THE BLOG
06/20/2013 04:40 pm ET Updated Aug 20, 2013

In Memory of Vince Flynn

It was a typical afternoon in the CNN makeup room. The room was full of people. Chaos, pandemonium and bedlam were all having a pre-production meeting. Writers were running in and out making changes in the scripts, asking for anchor input. Guests were quaking in the makeup chairs, hyper-anxious about going on live television. Personal entourages stood around offering guests words of encouragement, and useless last-minute tips.

As a CNN anchor, I was seated in my usual spot with my makeup artist Kim Wayman. We always stayed in the corner, in an effort to create a bubble of calm. Sitting next to me, waiting for a dusting of powder, was a serious, handsome man.
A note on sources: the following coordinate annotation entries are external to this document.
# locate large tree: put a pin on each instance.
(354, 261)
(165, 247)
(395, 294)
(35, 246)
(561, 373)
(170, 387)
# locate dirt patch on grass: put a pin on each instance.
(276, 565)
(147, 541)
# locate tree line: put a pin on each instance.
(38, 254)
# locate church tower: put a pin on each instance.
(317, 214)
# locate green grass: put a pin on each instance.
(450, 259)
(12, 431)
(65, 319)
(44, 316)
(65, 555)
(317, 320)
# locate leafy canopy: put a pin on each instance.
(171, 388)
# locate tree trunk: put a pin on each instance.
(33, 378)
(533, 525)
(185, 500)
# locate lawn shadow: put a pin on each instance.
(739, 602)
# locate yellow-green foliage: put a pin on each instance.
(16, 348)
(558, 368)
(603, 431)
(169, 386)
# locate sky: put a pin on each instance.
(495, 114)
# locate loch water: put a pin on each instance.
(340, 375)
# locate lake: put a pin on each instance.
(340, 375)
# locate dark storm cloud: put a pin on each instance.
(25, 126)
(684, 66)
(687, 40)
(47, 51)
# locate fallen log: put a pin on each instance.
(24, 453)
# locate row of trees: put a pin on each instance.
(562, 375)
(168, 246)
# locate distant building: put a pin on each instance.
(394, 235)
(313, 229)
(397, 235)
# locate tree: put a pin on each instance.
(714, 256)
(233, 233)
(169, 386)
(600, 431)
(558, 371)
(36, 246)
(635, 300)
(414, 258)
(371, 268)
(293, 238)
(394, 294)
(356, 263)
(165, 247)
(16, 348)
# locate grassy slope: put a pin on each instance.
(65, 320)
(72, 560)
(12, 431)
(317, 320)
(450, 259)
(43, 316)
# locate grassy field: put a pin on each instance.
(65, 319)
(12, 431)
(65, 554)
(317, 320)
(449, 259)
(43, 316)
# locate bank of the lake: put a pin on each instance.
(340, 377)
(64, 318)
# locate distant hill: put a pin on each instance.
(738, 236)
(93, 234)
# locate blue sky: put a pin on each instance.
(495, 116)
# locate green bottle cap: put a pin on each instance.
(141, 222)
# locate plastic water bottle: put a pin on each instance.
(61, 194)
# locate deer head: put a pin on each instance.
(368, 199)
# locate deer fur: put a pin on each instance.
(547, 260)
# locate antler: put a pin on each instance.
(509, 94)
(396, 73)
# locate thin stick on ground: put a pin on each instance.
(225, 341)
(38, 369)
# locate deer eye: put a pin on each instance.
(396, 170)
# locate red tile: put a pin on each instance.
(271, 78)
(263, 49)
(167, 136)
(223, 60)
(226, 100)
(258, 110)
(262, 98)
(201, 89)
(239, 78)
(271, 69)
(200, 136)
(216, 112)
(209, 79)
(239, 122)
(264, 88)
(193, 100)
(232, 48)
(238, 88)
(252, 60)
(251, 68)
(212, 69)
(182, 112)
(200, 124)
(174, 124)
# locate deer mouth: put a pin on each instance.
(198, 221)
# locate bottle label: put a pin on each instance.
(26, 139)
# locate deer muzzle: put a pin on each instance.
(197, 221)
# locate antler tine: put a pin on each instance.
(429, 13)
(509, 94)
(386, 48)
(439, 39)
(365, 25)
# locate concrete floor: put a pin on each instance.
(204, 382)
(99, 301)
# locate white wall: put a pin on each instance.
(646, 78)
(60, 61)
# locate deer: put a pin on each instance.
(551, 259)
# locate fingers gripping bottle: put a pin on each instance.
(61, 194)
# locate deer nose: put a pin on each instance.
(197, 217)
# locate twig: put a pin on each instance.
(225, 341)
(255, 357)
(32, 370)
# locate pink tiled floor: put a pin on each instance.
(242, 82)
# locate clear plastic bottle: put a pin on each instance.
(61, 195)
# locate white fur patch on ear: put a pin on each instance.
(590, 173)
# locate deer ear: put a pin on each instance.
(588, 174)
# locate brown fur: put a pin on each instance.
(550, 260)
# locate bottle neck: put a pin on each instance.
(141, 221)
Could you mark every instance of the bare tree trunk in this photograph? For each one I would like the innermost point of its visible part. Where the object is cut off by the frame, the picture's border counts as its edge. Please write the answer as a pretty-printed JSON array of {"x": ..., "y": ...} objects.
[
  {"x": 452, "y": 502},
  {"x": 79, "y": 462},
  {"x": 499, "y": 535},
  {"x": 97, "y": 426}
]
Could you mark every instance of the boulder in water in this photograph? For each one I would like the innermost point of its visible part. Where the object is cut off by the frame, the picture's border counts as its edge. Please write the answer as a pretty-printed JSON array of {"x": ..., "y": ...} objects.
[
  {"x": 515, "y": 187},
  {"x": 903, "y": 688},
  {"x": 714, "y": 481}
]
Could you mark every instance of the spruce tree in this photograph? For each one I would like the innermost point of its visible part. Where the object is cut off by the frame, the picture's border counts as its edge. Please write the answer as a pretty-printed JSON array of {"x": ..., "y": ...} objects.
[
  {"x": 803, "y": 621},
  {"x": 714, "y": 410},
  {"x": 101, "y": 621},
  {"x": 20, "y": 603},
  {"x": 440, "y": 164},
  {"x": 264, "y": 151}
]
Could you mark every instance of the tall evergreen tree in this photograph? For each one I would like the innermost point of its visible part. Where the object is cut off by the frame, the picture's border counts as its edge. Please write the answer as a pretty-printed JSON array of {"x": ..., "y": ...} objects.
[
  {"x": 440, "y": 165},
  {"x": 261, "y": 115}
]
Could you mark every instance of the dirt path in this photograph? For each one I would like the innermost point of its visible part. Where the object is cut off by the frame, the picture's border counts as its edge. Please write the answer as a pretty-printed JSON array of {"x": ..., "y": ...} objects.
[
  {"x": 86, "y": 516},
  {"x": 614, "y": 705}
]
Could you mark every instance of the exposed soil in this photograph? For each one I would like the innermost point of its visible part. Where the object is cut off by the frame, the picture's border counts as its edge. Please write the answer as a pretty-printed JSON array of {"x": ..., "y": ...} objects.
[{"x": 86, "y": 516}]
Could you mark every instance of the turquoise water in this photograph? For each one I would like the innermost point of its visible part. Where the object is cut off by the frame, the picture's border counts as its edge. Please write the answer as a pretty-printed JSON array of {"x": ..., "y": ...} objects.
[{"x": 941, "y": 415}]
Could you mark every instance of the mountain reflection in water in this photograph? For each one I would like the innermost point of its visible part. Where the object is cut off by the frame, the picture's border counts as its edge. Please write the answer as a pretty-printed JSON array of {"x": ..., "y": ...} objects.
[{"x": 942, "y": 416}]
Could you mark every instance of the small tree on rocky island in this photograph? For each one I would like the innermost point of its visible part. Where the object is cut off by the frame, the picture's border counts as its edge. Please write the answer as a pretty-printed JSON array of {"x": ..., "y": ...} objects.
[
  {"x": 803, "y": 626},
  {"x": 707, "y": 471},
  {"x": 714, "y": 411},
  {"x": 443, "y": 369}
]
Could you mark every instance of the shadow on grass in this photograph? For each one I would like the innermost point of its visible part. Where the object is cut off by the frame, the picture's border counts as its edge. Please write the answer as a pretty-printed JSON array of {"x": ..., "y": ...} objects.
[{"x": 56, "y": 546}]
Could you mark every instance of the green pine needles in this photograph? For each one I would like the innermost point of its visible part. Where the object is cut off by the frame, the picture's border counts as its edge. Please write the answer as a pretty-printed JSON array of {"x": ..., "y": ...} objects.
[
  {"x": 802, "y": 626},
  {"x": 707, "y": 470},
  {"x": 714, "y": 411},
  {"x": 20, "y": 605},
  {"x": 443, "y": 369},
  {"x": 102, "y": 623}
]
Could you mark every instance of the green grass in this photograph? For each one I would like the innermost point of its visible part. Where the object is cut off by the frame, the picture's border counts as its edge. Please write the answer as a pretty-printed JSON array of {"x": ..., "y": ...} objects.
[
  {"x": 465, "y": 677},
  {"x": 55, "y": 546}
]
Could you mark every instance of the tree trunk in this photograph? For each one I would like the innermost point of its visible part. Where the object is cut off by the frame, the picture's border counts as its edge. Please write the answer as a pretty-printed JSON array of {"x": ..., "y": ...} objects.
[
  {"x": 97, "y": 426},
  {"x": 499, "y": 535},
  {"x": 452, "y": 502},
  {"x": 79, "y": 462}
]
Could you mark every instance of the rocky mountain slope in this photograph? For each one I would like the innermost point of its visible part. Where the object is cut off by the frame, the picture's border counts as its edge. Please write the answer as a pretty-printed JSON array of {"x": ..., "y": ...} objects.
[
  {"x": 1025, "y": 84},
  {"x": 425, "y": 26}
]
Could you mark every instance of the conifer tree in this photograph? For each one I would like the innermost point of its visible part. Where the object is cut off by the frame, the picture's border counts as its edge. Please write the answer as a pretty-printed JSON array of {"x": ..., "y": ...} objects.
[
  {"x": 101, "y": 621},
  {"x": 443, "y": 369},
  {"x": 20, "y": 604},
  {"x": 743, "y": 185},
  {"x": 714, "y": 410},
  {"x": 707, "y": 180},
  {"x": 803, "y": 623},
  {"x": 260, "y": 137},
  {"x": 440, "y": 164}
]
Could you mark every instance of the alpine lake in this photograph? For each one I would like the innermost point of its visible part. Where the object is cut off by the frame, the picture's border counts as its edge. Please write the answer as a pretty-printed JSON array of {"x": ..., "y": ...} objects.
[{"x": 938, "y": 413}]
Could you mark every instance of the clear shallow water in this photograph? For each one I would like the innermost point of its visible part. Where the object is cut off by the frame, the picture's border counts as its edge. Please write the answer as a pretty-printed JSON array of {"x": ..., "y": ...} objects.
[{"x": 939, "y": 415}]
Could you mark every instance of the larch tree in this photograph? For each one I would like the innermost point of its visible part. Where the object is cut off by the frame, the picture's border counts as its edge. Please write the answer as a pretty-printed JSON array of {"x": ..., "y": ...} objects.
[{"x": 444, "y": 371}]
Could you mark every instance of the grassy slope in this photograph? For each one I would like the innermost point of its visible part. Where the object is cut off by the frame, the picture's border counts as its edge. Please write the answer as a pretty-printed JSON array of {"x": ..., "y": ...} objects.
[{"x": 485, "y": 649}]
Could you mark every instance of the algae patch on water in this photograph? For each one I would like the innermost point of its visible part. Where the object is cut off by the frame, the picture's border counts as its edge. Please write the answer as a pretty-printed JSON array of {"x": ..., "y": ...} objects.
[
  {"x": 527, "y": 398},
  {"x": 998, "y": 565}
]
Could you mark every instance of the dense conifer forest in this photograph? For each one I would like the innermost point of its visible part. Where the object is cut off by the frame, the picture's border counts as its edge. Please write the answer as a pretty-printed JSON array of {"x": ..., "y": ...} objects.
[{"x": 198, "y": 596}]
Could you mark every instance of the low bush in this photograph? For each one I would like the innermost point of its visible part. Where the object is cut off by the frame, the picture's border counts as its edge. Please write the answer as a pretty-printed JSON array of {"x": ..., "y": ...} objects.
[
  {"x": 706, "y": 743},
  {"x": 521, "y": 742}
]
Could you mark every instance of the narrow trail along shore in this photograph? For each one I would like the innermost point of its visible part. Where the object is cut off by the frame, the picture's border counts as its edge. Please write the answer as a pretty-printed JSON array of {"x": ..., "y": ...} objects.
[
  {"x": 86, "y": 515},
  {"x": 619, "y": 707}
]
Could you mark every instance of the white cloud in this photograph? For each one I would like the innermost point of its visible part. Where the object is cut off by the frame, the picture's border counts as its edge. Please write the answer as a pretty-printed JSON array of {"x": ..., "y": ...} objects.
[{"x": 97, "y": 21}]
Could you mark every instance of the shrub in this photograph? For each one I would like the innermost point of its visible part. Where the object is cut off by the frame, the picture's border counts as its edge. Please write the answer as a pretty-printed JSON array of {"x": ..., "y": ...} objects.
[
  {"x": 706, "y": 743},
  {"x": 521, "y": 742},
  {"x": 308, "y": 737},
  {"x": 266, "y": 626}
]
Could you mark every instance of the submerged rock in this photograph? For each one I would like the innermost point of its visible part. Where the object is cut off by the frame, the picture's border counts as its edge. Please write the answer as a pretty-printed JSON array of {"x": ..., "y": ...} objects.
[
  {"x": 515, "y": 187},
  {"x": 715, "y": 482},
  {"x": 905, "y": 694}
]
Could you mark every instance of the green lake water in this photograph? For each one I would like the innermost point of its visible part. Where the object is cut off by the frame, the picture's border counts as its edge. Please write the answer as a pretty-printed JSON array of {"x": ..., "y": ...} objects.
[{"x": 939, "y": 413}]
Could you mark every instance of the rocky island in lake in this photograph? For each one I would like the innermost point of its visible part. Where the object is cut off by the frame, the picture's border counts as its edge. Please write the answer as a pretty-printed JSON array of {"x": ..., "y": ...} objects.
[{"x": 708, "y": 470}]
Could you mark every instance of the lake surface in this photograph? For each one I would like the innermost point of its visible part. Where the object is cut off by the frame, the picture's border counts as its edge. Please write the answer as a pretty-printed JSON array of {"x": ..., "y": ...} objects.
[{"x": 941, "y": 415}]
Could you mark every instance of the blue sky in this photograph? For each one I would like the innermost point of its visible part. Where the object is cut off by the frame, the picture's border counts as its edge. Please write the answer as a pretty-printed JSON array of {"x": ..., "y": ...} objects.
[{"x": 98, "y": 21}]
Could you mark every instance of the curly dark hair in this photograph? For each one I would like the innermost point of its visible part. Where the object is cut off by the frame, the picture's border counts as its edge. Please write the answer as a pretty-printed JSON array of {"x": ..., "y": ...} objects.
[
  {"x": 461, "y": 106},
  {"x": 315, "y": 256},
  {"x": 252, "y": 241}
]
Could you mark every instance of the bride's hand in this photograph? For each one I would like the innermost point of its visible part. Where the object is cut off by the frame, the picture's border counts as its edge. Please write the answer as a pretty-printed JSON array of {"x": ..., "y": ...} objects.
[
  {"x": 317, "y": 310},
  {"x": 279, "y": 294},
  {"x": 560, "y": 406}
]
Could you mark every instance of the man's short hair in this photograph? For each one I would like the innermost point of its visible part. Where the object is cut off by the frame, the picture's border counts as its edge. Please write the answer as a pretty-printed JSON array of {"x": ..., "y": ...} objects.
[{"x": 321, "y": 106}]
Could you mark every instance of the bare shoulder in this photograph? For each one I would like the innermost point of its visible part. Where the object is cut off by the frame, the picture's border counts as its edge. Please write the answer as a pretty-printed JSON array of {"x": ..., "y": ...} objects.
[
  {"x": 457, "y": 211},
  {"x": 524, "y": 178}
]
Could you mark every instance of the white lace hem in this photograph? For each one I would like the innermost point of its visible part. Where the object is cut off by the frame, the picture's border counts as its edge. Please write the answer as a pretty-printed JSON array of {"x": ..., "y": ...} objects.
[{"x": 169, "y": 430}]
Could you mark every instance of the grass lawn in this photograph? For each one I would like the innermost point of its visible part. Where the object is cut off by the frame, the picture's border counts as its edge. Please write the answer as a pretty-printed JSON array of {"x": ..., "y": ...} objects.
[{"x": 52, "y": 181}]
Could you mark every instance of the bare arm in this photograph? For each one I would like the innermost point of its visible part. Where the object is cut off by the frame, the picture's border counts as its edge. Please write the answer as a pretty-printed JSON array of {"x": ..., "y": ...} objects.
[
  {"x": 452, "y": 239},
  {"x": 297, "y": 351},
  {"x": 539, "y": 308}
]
I watched his expression in the mirror for a moment. He was taking in the media circus with a slightly bemused look and I was struck by his zen-like poise.

"Are you a guest?" I asked. "What is your subject?"

"I write books... thrillers."

Vince Flynn introduced himself modestly, without embellishment.

"Do you write?" he asked me.

"I only write news," I explained.

"You should try fiction. It's fun. I enjoy it a lot."

We talked about writing a bit, and terrorism and world affairs. He immediately turned the subject away from himself to larger, more important world events.

Talking about the big picture in the green room is another rare quality in a television guest -- usually, wracked with nerves, many succumb to pre-interview megalomania and compulsively tell their story over and over to anyone who will listen, including the production assistants. Not Vince Flynn; he wanted to talk about the world.

A few days after my brief conversation with him I realized he was a mega-star in publishing world -- a stratospheric talent who had been on the best-seller charts for years. How could I have not known? I immediately became a Vince Flynn fan.

I read him exclusively in paperback. On my assignments just before boarding a plane, I always sought out his books in the racks. The quiet intelligence he displayed in person came through in the novels. Unlike many thrillers, his plots were grounded in the real world, with just the right amount of fictional dash to get the heart racing. And his heroes were epic.

It wasn't until I tried writing thrillers myself that I gained even more appreciation for the effortless grace of his pen. He is absolutely one of the best.

With the announcement of his death, I am deeply saddened. I only met him for a moment in person, but his writing kept me company though some of the longest, most tedious flights in the world; Vince Flynn and his wonderful books were my travel companions. He may have written fiction, but I know he crafted the quiet, decent strength of his heroes from real life.